Hürth erhöht 2026 Gebühren für Abfall, Wasser und Straßenreinigung deutlich
Adeline SchmiedeckeHürth erhöht 2026 Gebühren für Abfall, Wasser und Straßenreinigung deutlich
Die Haushalte in Hürth müssen 2026 mit höheren Gebühren rechnen, nachdem die Stadtwerke Hürth neue Tarife beschlossen haben. Betroffen sind die Abfallentsorgung, die Wasserversorgung, die Straßenreinigung sowie die Abwassergebühren. Als Hauptgründe für die Anpassungen nannten die Verantwortlichen gestiegene Betriebskosten und Investitionen in die Infrastruktur.

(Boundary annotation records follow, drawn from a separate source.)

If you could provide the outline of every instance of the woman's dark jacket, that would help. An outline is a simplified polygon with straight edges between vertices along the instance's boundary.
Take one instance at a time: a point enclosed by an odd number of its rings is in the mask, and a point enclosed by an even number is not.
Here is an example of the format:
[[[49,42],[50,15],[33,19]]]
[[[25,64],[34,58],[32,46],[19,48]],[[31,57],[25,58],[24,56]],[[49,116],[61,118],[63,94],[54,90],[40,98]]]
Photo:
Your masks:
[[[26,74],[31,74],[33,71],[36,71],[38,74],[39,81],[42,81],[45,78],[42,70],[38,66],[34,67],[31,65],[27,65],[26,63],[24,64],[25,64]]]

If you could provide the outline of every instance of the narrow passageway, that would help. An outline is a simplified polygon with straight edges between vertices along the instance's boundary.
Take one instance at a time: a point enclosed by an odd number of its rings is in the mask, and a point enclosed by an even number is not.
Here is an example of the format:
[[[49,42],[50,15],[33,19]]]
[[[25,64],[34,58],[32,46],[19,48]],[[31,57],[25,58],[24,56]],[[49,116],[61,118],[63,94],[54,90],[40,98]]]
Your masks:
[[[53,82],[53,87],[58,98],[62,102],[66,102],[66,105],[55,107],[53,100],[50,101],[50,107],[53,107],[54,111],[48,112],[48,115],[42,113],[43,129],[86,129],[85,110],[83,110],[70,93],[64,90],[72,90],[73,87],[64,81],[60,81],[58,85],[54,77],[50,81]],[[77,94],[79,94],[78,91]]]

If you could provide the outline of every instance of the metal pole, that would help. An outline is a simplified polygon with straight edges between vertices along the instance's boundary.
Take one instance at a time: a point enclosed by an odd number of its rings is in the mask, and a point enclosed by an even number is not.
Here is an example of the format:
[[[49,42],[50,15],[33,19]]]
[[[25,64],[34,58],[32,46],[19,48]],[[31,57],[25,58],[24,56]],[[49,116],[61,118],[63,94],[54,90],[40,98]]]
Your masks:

Der Aufsichtsrat der Stadtwerke Hürth hat die neuen Gebühren für das kommende Jahr finalisiert. Ein durchschnittlicher Vier-Personen-Haushalt in einem Einfamilienhaus wird künftig jährlich 1.716,48 Euro zahlen – ein Anstieg um 3,27 Prozent gegenüber 1.662,09 Euro im Jahr 2025. Die Erhöhung spiegelt die allgemeine Kostenentwicklung wider, darunter höhere Personalkosten, Deponiegebühren und Abschreibungen auf jüngste Projekte.
Besonders stark steigen die Abfallgebühren: Eine 120-Liter-Tonne, die 26-mal geleert wird, kostet dann 372 Euro – gegenüber 339 Euro in diesem Jahr. Auch die Frischwasserpreise erhöhen sich auf 2,50 Euro pro Kubikmeter (bisher: 2,31 Euro). Die Straßenreinigungsgebühren klettern auf 3,36 Euro pro laufendem Meter Grundstücksfront, nach zuvor 2,73 Euro.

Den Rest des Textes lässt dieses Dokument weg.